İtalya’nın gelmeyişiyle, Almanya’nın elenişiyle, İspanya ve İngiltere’nin gidişatıyla ilgileniyor….
Japonya’nın elenişine üzülüyor…
Özellikle Türkiye’nin yokluğunda Fas’ın başarısıyla teselli buluyor…
***
Özellikle İslam-Arap dünyasında Fas’a tebrik mesajları yağdı.
Irak Başbakanı Muhammed Şiya es-Sudani, Birleşik Arap Emirlikleri’nden Dubai Emiri Muhammed bin Raşid Al Maktum’a, kadar pek çok devlet adamı…
Kuveyt’li Kur’an tilavetçisi Mişari Raşid el-Afesi’den , Mısırlı sanatçı Ahmet Sadan’a, Lübnanlı şarkıcı Nancy Ajram’a kadar her kademeden ve meslekten insan tebrik mesajlarıyla sevinçlerini paylaştı.
***
Tunus eski Başbakanı ve Nahda Hareketi Lideri Raşid el-Ganuşi de bir mesajı da çok ilgi çekti: “Fas Milli Takımı’nı ve tüm kardeş Fas halkını bu büyük galibiyet ile çeyrek finale çıktıkları için tebrik ediyoruz.
Tüm Arap halkına selam olsun.
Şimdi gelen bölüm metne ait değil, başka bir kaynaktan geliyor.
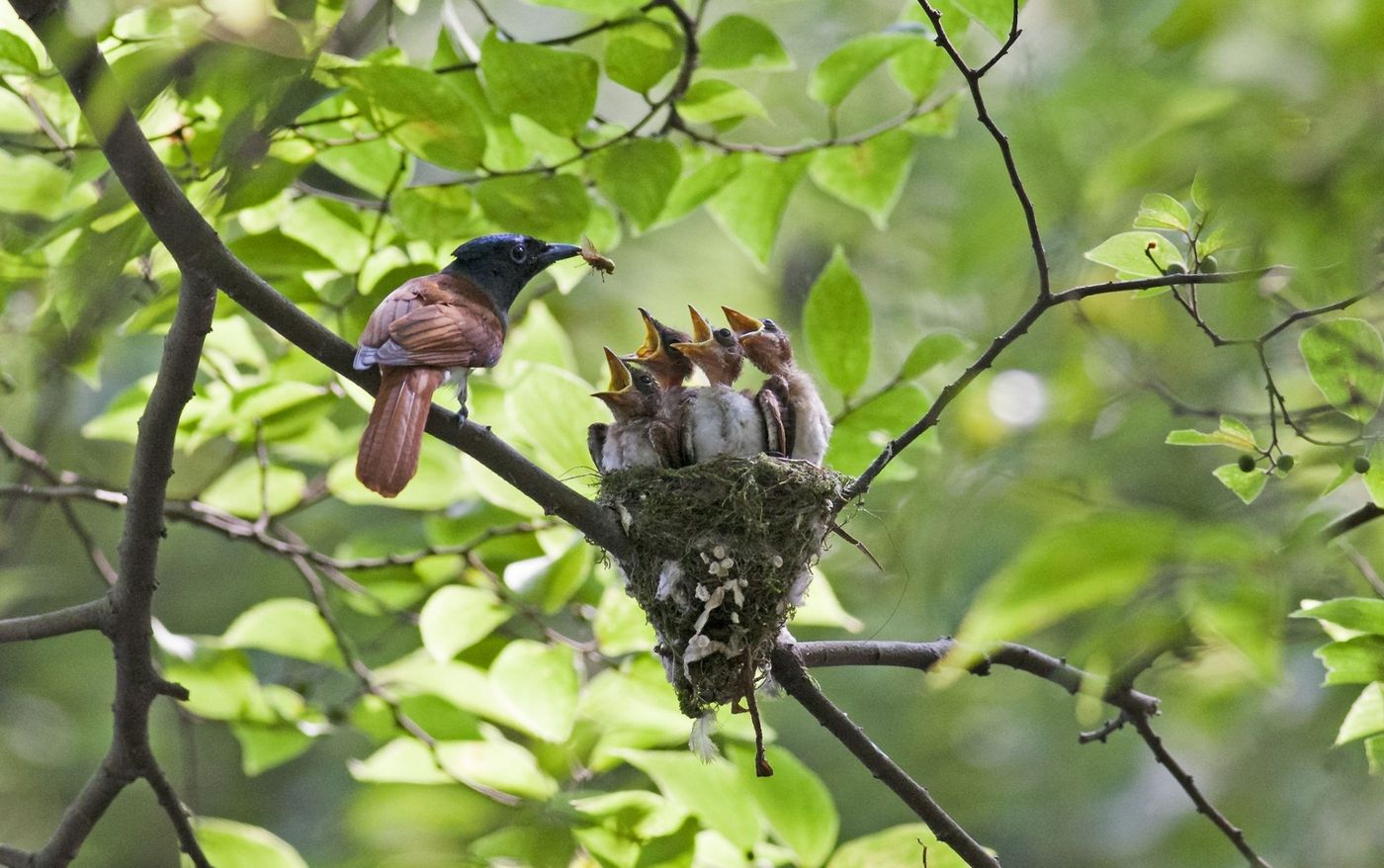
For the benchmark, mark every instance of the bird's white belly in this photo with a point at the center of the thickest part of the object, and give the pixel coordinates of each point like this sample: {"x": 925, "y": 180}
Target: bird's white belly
{"x": 626, "y": 448}
{"x": 812, "y": 421}
{"x": 724, "y": 422}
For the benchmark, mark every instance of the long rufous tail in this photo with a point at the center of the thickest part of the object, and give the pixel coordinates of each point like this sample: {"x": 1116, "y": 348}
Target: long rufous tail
{"x": 389, "y": 448}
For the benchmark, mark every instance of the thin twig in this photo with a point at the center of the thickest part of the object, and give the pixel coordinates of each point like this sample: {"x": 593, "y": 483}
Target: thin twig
{"x": 93, "y": 615}
{"x": 973, "y": 76}
{"x": 929, "y": 655}
{"x": 367, "y": 683}
{"x": 1351, "y": 521}
{"x": 788, "y": 670}
{"x": 1160, "y": 752}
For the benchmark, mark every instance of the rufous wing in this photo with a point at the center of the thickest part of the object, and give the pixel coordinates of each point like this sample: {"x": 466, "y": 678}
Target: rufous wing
{"x": 464, "y": 335}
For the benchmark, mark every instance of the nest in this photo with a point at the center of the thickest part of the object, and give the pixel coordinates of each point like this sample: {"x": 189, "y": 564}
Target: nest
{"x": 722, "y": 553}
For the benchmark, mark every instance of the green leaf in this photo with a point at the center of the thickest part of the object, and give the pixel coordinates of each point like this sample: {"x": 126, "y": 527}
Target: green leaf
{"x": 284, "y": 626}
{"x": 837, "y": 75}
{"x": 1242, "y": 614}
{"x": 266, "y": 746}
{"x": 1356, "y": 660}
{"x": 493, "y": 761}
{"x": 836, "y": 320}
{"x": 235, "y": 844}
{"x": 1130, "y": 252}
{"x": 220, "y": 684}
{"x": 426, "y": 115}
{"x": 750, "y": 207}
{"x": 637, "y": 813}
{"x": 438, "y": 215}
{"x": 712, "y": 791}
{"x": 712, "y": 100}
{"x": 1246, "y": 486}
{"x": 865, "y": 429}
{"x": 1360, "y": 614}
{"x": 1345, "y": 360}
{"x": 539, "y": 685}
{"x": 699, "y": 184}
{"x": 995, "y": 16}
{"x": 1068, "y": 569}
{"x": 370, "y": 165}
{"x": 641, "y": 54}
{"x": 32, "y": 186}
{"x": 620, "y": 626}
{"x": 795, "y": 803}
{"x": 896, "y": 847}
{"x": 536, "y": 205}
{"x": 551, "y": 581}
{"x": 637, "y": 176}
{"x": 537, "y": 338}
{"x": 821, "y": 608}
{"x": 869, "y": 175}
{"x": 249, "y": 491}
{"x": 331, "y": 228}
{"x": 16, "y": 55}
{"x": 1200, "y": 191}
{"x": 1374, "y": 753}
{"x": 940, "y": 121}
{"x": 1162, "y": 211}
{"x": 553, "y": 86}
{"x": 121, "y": 419}
{"x": 739, "y": 42}
{"x": 551, "y": 408}
{"x": 931, "y": 350}
{"x": 919, "y": 68}
{"x": 457, "y": 616}
{"x": 1365, "y": 718}
{"x": 276, "y": 255}
{"x": 1373, "y": 477}
{"x": 1232, "y": 432}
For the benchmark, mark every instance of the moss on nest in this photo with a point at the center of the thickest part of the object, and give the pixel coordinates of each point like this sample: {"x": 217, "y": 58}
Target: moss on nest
{"x": 720, "y": 557}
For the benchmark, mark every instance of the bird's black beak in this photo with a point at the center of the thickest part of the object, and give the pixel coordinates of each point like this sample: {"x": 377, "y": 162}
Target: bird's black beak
{"x": 554, "y": 252}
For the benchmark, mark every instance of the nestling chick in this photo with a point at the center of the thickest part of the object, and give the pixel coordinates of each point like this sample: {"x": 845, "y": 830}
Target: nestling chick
{"x": 640, "y": 435}
{"x": 717, "y": 419}
{"x": 807, "y": 422}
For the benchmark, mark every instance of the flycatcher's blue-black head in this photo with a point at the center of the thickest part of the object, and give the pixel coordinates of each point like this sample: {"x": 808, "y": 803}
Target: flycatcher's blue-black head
{"x": 501, "y": 265}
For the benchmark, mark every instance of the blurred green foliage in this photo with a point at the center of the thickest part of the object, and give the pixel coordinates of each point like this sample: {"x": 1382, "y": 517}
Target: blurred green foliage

Fas Milli Takımı’nın Dünya Kupası’nda gelecek maçlarında da Allah’ın izniyle başarılarını devam ettirmelerini diliyorum.” ifadelerini kullandı.
Fas’ın futbol serüveni
Fas Milli Takımı, Katar’da dünya futbolunun devlerinden favori İspanya’yı penaltılarda 3-0 yenerek tarihinde ilk kez çeyrek finale yükselmişti.
1970 yılında, Dünya Kupası Finallerine doğrudan katılma hakkı kazanan ilk Afrika takımı olmuştu.
1986 senesinde ise, Dünya Kupası’nda gruplardan çıkmayı başaran ilk Afrika takımı unvanını elde etmişti.
En önemli başarıları, 1976 yılında kazandığı Afrika Uluslar Kupası şampiyonluğu, 2012 yılında ise finalde Libya’yı yenerek kazandığı 2012 Arap Milletler Kupası şampiyonluğudur.